Lovers of books about giant, human driven robots rejoice! Sylvain Neuvel has delivered a worthy and engaging sequel to his giant robot building debut Sleeping Giants. Waking Gods takes up the story ten years after the end of the first book – the giant robot Themis has become a promotional tool for the Earth Defence Corp and while individual countries would love to get their hands on it for themselves has stayed under the control of the UN. Mystery still surrounds the (SPOILER!) reappearance of scientist Rose Franklin, who is trying to deal with the fact that another version of herself was the one who got the project off the ground.
Neuvel immediately shakes up the status quo with the appearance of another giant robot in the centre of London. This sets the second book up to be very different to the first. These new robots are as powerful as Themis and have a seemingly deadly intent. With Themis outnumbered and outgunned, Waking Gods becomes a race against time as the world tries to discover what these invaders want or destroy them before humanity is wiped out.
Waking Gods is told in the same style as the first book – as a series of interviews and transcripts. Once again these are led by the shadowy unnamed figure who masterminded the Themis project and who is getting some advice from an alien living among us. But there are plenty of sections from other points of view including letters, news reports and diary entries. Neuvel has become more adept at this style and the action sequences work better in this volume than in Sleeping Giants.

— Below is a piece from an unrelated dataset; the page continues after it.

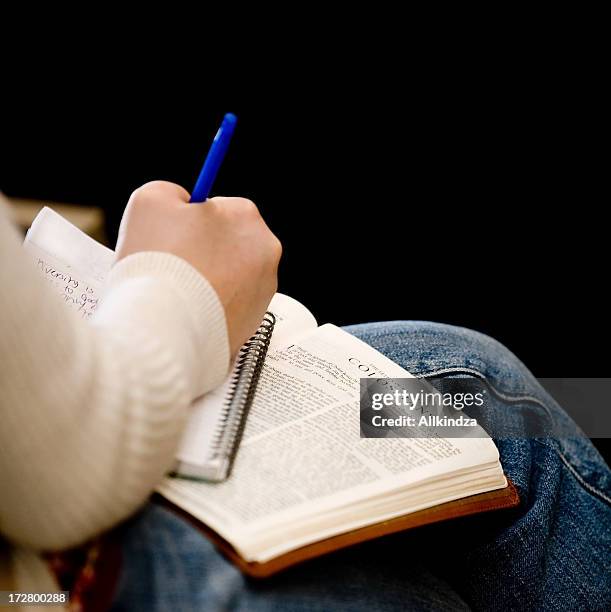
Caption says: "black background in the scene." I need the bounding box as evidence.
[1,49,609,384]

Waking Gods is a fantastic easter egg hunt for science fiction fans. Neuvel’s acknowledgements make it clear (although it is obvious from the text) that he is a big Star Wars fan. But Waking Gods also pays homage to the manga roots of giant robot stories with, among other references, a character named after much loved Japanese manga and anime series Evangelion (in which teenagers pilot giant robots against giant monsters).
Waking Gods is not just a great book for manga fans, though, it is thoughtful, tense science fiction. Neuvel does not shy away from tragedy or consequences. Taking a leaf out of the George RR Martin playbook, it turns out that no one is safe. This adds to the tension and emotional heft to the narrative. Waking Gods took the premise of Sleeping Giants in a new direction and the cliffhanger end of the book shows that Neuvel clearly has something different again planned for the next volume.